Magistrado ponente: Fernando Alberto Castro Caballero

Ley 1098 de 2006Ley 1121 de 2006Ley 890 de 2004Ley 906 de 2004

Revisión n° 47696 EDWAR ALEXANDER BURGOS VALENCIA FERNANDO ALBERTO CASTRO CABALLERO Magistrado Ponente La información que permite identificar o individualizar al (los) menor (es), fue suprimida por la Relatoría de la Sala de Casación Penal, con el objeto que el contenido de la providencia pueda ser consultado sin desconocer los artículos 33 y 193 de la ley 1098 de 2006 y demás normas pertinentes.

AP5737-2016 Radicación nº 47696 (Aprobado Acta nº 274) Bogotá, D.C., treinta y uno (31) de agosto de dos mil dieciséis (2016). VISTOS Examina la Sala los requisitos de admisibilidad de la demanda de revisión presentada a través de apoderado por EDWAR ALEXANDER BURGOS VALENCIA contra la sentencia proferida por el Tribunal Superior de Antioquia el 8 de julio de 2009, que confirmó la de condena emitida por el Juzgado Promiscuo del Circuito de Cisneros - Antioquia, el 21 de octubre de 2008, por cuyo medio fue declarado coautor responsable del concurso de delitos de secuestro simple agravado y secuestro simple en tentativa.

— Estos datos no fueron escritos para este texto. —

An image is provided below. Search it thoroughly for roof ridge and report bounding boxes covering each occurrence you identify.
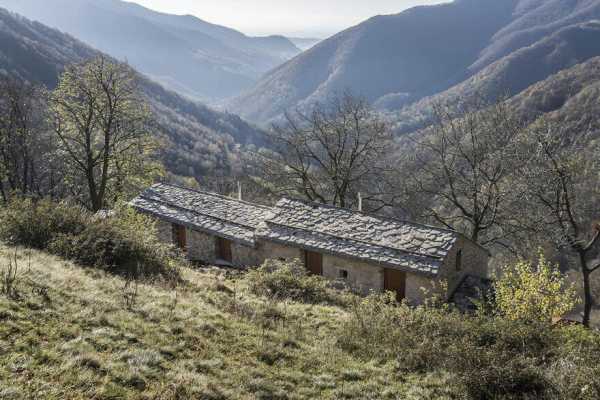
[139,194,262,231]
[277,195,459,235]
[262,220,446,261]
[276,196,490,253]
[155,182,273,211]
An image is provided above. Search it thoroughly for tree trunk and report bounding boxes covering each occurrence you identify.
[580,252,592,327]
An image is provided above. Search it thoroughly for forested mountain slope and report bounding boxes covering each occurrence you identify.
[229,0,600,126]
[0,8,265,180]
[0,0,301,102]
[509,55,600,135]
[387,20,600,134]
[229,0,516,123]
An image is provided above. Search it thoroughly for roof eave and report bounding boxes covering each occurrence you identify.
[257,234,439,277]
[133,205,256,247]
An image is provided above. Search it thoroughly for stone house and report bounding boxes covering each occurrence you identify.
[131,183,490,304]
[130,183,271,268]
[256,197,490,303]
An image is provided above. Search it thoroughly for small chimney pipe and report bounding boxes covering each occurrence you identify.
[358,192,363,212]
[237,181,242,201]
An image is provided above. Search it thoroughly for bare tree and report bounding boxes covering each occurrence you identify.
[0,77,52,201]
[254,93,392,209]
[518,119,600,327]
[402,98,526,246]
[49,56,159,211]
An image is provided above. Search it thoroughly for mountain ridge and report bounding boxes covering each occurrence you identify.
[385,19,600,134]
[0,7,265,181]
[0,0,302,102]
[228,0,600,127]
[228,0,518,123]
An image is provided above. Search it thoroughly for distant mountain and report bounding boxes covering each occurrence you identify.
[229,0,600,125]
[228,0,517,123]
[0,8,266,180]
[386,20,600,134]
[288,37,322,51]
[0,0,302,102]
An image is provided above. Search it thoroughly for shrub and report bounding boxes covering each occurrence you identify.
[0,198,181,280]
[494,251,580,323]
[0,198,88,249]
[245,259,348,306]
[336,292,600,399]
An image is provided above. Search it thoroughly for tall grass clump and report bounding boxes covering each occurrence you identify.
[337,292,600,400]
[0,198,182,280]
[245,259,351,306]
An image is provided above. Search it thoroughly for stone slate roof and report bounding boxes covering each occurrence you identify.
[130,183,272,246]
[256,198,460,275]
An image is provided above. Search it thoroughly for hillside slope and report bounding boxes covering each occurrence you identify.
[0,0,301,102]
[0,8,265,179]
[1,243,599,399]
[0,246,451,399]
[472,0,600,72]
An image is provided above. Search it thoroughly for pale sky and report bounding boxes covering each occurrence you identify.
[131,0,448,38]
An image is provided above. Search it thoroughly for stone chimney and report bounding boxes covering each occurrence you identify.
[358,192,363,212]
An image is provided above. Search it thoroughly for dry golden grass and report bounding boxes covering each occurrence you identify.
[0,246,453,399]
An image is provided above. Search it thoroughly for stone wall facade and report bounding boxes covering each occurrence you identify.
[232,241,264,268]
[152,217,489,304]
[321,254,384,295]
[260,241,304,264]
[187,230,216,263]
[438,237,490,297]
[152,218,260,268]
[155,219,173,244]
[259,240,440,304]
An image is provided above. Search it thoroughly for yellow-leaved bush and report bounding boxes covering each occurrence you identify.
[494,251,580,323]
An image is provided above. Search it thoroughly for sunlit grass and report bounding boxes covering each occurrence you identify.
[0,246,444,399]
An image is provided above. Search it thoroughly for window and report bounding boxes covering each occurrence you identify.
[456,249,463,271]
[339,269,349,279]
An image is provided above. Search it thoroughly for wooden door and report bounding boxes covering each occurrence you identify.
[384,269,406,301]
[216,237,233,263]
[304,250,323,276]
[172,224,187,251]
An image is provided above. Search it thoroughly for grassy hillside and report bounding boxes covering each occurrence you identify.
[2,244,600,399]
[0,246,450,399]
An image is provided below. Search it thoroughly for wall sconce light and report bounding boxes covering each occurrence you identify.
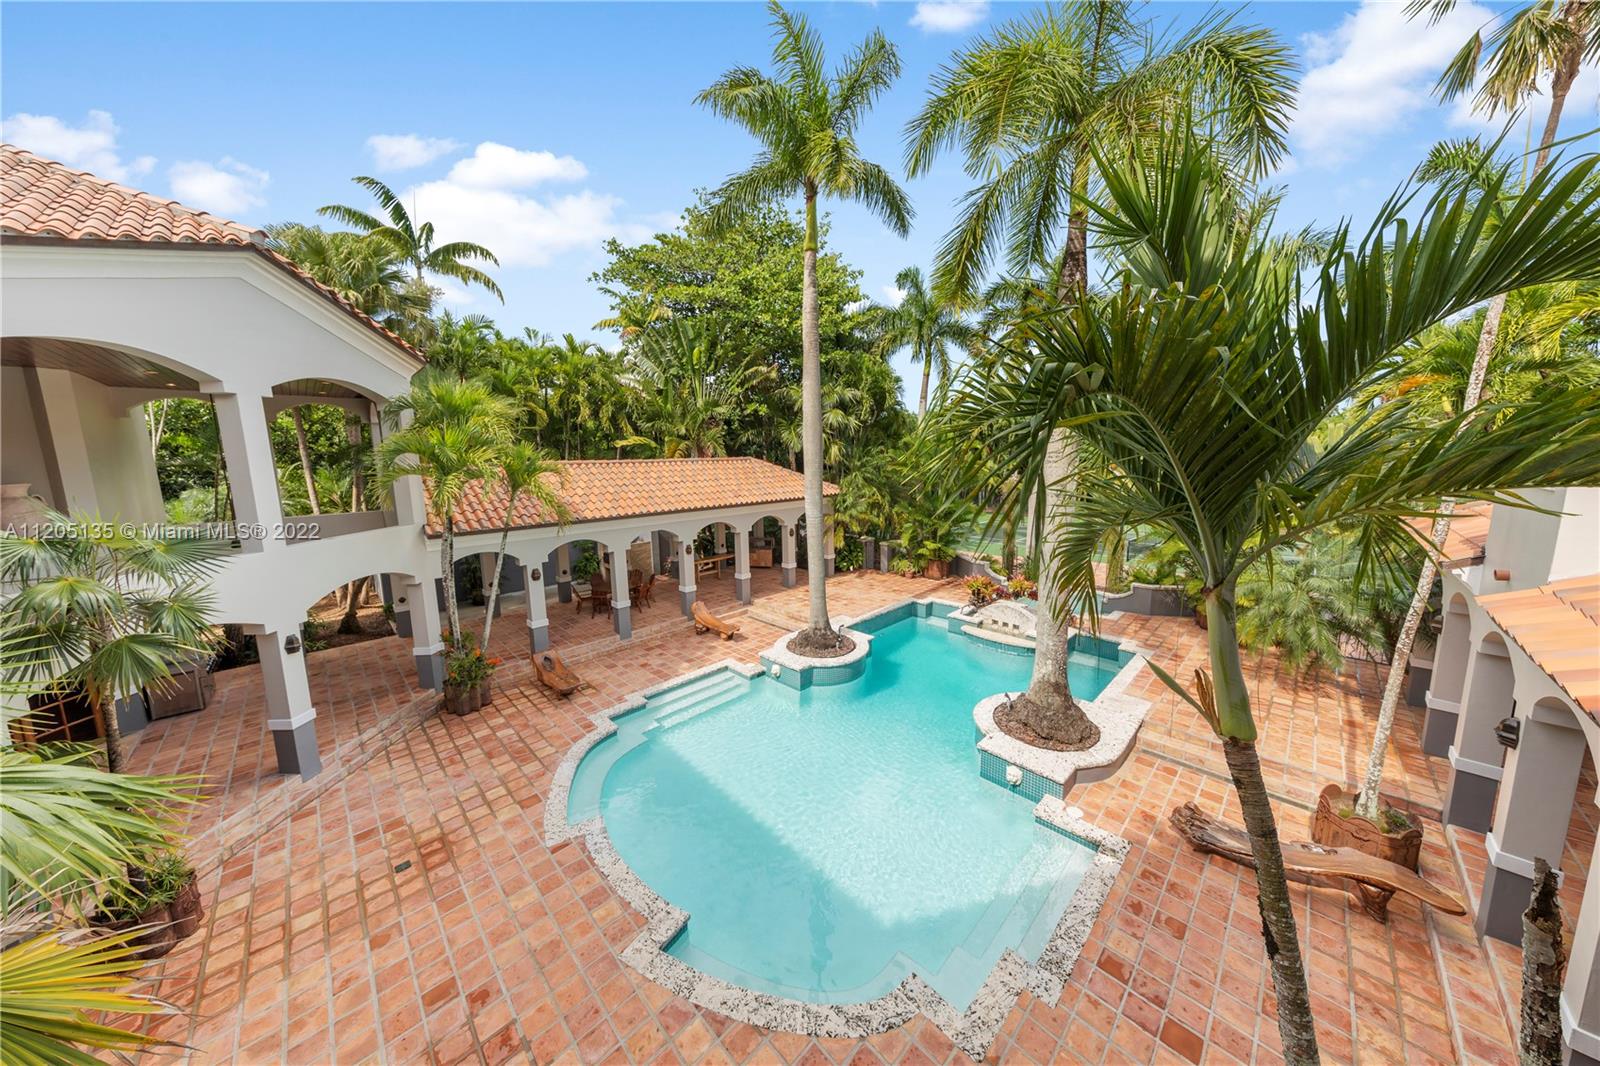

En consecuencia, se le impusieron las penas de 157 meses de prisión, multa por valor de 659 salarios mínimos legales mensuales vigentes e inhabilitación para el ejercicio de derechos y funciones públicas por igual tiempo que la primera; no se le concedió ningún mecanismo sustitutivo de la pena.

HECHOS Fueron presentados en el fallo cuestionado por medio de la acción de revisión de la siguiente manera: 1. El 9 de marzo de 2007 siendo aproximadamente las 5:45 minutos de la tarde, salió de la Terminal del norte de la ciudad de Medellín con destino al municipio de Amalfi (Antioquia) un bus de servicio público de pasajeros, el cual fue abordado a la altura del barrio Navarra, jurisdicción del municipio de Bello (Antioquia), por tres sujetos jóvenes que ocuparon los asientos de la banca trasera, desde donde vía celular, le informaban al interlocutor el sitio donde iban y el lugar de encuentro. 2.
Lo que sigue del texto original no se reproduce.